GoogleCloudPlatform/cluster-toolkit

Using a newer version of Terraform can lead to controller replacement on reconfigure for Slurm GCP v6

Closed this issue · 3 comments

Describe the bug

For most changes, when reconfiguring a Slurm GCP v6 cluster, the controller should not be destroyed. This allows for operations such as adding a partition to be done on a running cluster.

It has been discovered that newer versions of Terraform introduce a bug such that these reconfigure operations cause the controller to be destroyed and recreated instead of being updated in place.
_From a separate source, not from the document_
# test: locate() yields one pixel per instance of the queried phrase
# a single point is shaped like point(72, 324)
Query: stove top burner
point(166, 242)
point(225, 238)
This can be very disruptive to a running cluster as state may be lost such as current queue and accounting information.

Terraform version 1.5 is known to have the intended behavior. Terraform version 1.7 is known to exhibit the bad behavior. This bug is caused by a change in behavior of how Terraform treats drift between state and Terraform code.

The maintainers of this repository are aware of this issue and working to implement a shot and long term fix. If your workflow includes reconfiguring running Slurm GCP v6 clusters, please be advised to not upgrade beyond Terraform 1.5 until this bug has been addressed.

Steps to reproduce

Steps to reproduce the behavior:

  1. Install terraform 1.7
  2. Deploy examples/hpc-slurm.yaml
  3. Add a partition to the blueprint
  4. Re-deploy the blueprint (ghpc deploy -w)

Expected behavior

Without impacting queue, accounting db, or running jobs the partition is added to the cluster. The controller vm is modified in place and is not deleted.

Actual behavior

The controller is deleted and a new controller VM is created.

Blueprint

Any Slurm GCP v6 blueprint.

Running into this while doing the (official!) slurm-on-gcp tutorial (hpc toolkit)

./ghpc create examples/hpc-slurm.yaml -l ERROR --vars project_id=personal-235500
validator "test_tf_version_for_slurm" failed:
Error: using a newer version of Terraform can lead to controller replacement on reconfigure for Slurm GCP v6

Please be advised of this known issue: https://github.com/GoogleCloudPlatform/hpc-toolkit/issues/2774
Until resolved it is advised to use Terraform 1.4.0 with Slurm deployments.

To silence this warning, add flag: --skip-validators=test_tf_version_for_slurm

One or more blueprint validators has failed. See messages above for suggested
actions. General troubleshooting guidance and instructions for configuring
validators are shown below.

- https://goo.gle/hpc-toolkit-troubleshooting
- https://goo.gle/hpc-toolkit-validation

Validators can be silenced or treated as warnings or errors:

- https://goo.gle/hpc-toolkit-validation-levels

@mr0re1 has fixed this on develop. It will be included in the next release.

This issue is stale because it has been open for 30 days with no activity.